Strategy 1: Implementing Nonces (The Gold Standard)
For server-rendered applications (e.g., using PHP, Node.js/Express, Django, Ruby on Rails, Java Spring, or Next.js SSR), utilizing nonces (Number Used Once) is the most robust, scalable, and maintainable way to fix unsafe-inline.
How Nonces Work
- Server Generation: For every single HTTP response, the server generates a cryptographically secure, unpredictable random string (the nonce).
- Header Delivery: The server includes this nonce in the CSP HTTP response header.

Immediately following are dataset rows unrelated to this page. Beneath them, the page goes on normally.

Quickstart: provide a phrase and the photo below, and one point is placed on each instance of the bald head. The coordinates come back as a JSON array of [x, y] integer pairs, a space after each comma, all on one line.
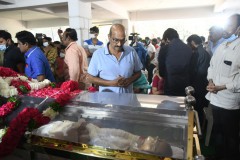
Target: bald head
[[117, 28], [117, 37]]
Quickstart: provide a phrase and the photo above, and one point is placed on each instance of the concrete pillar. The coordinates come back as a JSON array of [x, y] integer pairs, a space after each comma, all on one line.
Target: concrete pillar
[[80, 16]]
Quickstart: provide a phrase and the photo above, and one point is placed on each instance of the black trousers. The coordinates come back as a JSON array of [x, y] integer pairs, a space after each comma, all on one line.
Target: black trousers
[[150, 72], [226, 133]]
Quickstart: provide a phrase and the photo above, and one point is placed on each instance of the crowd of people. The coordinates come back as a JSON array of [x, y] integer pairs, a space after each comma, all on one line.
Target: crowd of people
[[151, 66]]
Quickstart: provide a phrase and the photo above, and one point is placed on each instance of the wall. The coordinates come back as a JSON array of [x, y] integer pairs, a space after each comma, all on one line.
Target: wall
[[12, 26]]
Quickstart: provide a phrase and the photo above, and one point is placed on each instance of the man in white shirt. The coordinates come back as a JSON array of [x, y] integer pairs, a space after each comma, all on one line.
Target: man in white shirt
[[224, 92]]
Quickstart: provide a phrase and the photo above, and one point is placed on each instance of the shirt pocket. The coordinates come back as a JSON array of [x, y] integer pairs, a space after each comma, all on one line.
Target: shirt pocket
[[228, 66]]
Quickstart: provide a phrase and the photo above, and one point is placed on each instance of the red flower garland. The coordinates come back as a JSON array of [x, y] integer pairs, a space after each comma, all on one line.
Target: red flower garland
[[6, 108], [17, 129], [21, 86], [55, 92], [29, 118], [70, 85]]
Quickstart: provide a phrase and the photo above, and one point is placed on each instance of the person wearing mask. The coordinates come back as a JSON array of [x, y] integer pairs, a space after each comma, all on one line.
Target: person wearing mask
[[92, 44], [115, 67], [13, 58], [174, 62], [57, 45], [151, 53], [75, 61], [224, 92], [201, 62], [215, 39], [50, 51], [59, 64], [37, 66], [139, 48], [157, 84]]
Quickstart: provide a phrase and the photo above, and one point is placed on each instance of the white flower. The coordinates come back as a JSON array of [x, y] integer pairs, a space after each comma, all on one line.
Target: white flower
[[50, 113]]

- HTML Injection: The server dynamically injects the exact same nonce into the
nonceattribute of any legitimate<script>tags within the HTML document it is rendering. - Browser Verification: When the browser parses the HTML, it checks if the
nonceattribute on a<script>tag exactly matches the nonce provided in the CSP header. If they match, the script executes. If they don't match (or if the attribute is missing entirely, as would be the case with an attacker's injected script), the browser blocks execution.
Because the nonce changes on every single request, an attacker cannot predict the nonce to include in their XSS payload.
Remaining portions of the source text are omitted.